The exchange currently charges a flat 0.25% fee for takers (or traders who take only one side of a trade) and 0.15% as fee for market makers (or traders who take both sides of a trade) of the trading volume. The volume is calculated based on the trailing 30-day volume of the account.
Monday onwards, the exchange will introduce a fee schedule that decreases with the volume being traded. Those trading amounts less than $10,000 are the hardest hit with fees of 0.50% as both maker and taker fees. For amounts greater than $10,000 and less than $50,000, traders will have to pay 0.35% of the total volume. Essentially, the smaller the amount the greater the fee on Coinbase Pro.
In a post on its site, the exchange explained away the changes as a “slight increase” in fees and stated that the new fee structure will increase depth and liquidity of our markets.
That may be true. High-volume customers, such as institutional investors, bring heft and liquidity to trading markets. Such customers will witness a decrease in their trading fees on Coinbase Pro. For example, maker fees for amounts greater than $50 million are zero and the taker fees for trading volume amounts greater than $1 billion is a mere 0.04%.
A Market for Binance?
According to crypto trader Joe McCann, Coinbase’s fee hike is a bid to mop up revenues from low trading volumes. Whether that may or may not be the case, the move is bound to end up in defection of low-volume traders to other exchanges.
It is interesting to note that Coinbase came into the spotlight as an exchange for retail investors.
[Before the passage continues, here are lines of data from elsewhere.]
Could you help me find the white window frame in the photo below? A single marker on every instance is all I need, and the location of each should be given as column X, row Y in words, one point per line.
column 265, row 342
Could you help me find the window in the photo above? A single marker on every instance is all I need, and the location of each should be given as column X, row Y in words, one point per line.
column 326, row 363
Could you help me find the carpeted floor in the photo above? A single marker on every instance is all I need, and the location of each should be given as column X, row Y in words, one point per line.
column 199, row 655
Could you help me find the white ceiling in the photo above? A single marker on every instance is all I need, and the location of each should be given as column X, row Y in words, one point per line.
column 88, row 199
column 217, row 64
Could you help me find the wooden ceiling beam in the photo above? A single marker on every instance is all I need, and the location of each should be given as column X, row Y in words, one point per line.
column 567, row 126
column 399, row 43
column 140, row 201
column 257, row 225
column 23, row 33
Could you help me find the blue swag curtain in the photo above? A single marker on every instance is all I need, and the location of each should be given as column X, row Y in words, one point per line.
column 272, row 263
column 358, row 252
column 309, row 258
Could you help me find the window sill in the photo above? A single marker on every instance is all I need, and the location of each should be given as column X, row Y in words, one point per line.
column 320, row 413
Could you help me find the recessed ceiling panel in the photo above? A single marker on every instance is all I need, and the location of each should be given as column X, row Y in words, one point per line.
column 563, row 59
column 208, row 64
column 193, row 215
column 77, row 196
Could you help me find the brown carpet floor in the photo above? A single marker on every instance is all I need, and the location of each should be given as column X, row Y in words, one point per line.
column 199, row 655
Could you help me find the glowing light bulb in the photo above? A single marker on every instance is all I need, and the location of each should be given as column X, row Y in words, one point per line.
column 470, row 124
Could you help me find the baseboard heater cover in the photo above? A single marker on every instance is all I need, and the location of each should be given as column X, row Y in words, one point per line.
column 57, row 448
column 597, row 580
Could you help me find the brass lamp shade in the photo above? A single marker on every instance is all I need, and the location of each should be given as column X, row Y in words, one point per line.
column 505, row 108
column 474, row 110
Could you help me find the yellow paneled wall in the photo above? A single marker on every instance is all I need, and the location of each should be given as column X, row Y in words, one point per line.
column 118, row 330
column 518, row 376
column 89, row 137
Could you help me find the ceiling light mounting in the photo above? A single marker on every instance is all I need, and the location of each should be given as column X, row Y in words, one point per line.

Its ease-of-use and fiat conversion capabilities is a contrast to the complex and convoluted onboarding system at other exchanges. At the height of crypto mania, towards the end of 2017, reports claimed that the exchange had more customers than brokerage giant Charles Schwab. (Though it is a moot point whether those accounts are actively trading currently).
The exchange’s latest move to hike fees penalizes the same retail investors and rewards institutional investors who are beginning to make their presence felt in crypto markets.
It also carves out a market niche for Binance, the world’s biggest cryptocurrency exchange by trading volume. Binance US is taking registrations currently and has zero trading fees until Nov 1. After that date, it intends to charge a flat fee of 0.1% per trade. The Malta-based exchange has not divulged its plan for high-volume traders, restricting itself to stating that it plans to charge an “adjusted fee schedule” based on their trading volume.